16. Assigning a profile is not the same as converting. 

Assigning merely tells a printer or display to treat the data of one colour-space as though it were from another.  Most commonly, this occurs as assigning an sRGB profile to an aRGB colour-space image, with the result that the colours are incorrectly reproduced (typically washed-out).


17. Commercial photolabs very commonly work in sRGB.  It is not unheard of for commercial printers to assign sRGB to aRGB images rather than converting them - with  resultant colour errors.


18. If your browser is not colour managed (at present only Safari and FF3 are) it will assume that any image file is in sRGB colourspace.
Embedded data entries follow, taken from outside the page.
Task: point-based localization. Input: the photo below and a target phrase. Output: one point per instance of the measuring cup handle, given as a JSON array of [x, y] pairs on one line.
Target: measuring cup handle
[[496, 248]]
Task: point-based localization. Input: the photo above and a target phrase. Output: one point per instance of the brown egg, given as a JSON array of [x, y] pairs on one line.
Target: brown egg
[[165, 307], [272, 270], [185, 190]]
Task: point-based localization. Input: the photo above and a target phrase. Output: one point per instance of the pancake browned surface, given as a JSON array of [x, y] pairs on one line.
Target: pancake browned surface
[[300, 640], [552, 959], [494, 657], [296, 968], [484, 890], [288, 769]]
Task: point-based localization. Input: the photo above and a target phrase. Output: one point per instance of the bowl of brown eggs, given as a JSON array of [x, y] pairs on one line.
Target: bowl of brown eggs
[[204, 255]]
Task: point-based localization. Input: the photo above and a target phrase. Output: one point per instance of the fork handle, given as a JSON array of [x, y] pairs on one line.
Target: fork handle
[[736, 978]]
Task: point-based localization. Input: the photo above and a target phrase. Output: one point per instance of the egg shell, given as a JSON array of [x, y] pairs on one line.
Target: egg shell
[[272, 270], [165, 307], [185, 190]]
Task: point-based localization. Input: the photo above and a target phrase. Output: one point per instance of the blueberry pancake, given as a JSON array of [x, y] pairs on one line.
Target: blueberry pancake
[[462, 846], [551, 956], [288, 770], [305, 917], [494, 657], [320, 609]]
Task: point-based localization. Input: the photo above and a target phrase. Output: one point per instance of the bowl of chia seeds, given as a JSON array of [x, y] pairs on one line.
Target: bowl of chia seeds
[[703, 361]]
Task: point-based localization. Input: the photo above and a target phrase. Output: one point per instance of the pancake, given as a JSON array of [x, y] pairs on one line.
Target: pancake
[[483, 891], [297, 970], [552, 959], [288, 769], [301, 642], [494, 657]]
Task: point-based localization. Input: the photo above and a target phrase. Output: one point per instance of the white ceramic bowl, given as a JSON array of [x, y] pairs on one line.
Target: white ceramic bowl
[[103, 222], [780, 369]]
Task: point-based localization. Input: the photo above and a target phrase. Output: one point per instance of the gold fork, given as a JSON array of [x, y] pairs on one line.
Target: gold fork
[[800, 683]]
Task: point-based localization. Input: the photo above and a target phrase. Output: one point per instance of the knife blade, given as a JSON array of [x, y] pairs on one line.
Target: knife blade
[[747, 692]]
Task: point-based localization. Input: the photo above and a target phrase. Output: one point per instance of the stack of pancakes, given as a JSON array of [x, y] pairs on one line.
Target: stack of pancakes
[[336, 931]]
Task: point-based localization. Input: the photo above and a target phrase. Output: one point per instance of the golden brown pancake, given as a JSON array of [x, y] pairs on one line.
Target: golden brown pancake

Since most computer screens are very close to sRGB in colourspace, then an sRGB colourspace recording (file) will  reproduce reasonably accurately. (Assuming of course that the screen has at least got the  colour, brightness and contrast  controls adjusted correctly, if not a proper calibration.) 


19. If you shoot in aRGB (or in Raw and then convert to aRGB),  your monitor will still show the sRGB version unless you have a wide gamut screen,  so you will not be able to see any difference until you print.  Generally it will an unexpected boost to the image, not damaging.


20. Unless you have a definite reason, you should always use sRGB on the web. Shooting/saving in Raw covers a wider colour-space with better shade differentiation than either sRGB or aRGB. You have to have a good reason not to be using Raw.This is a function of the colour management profile.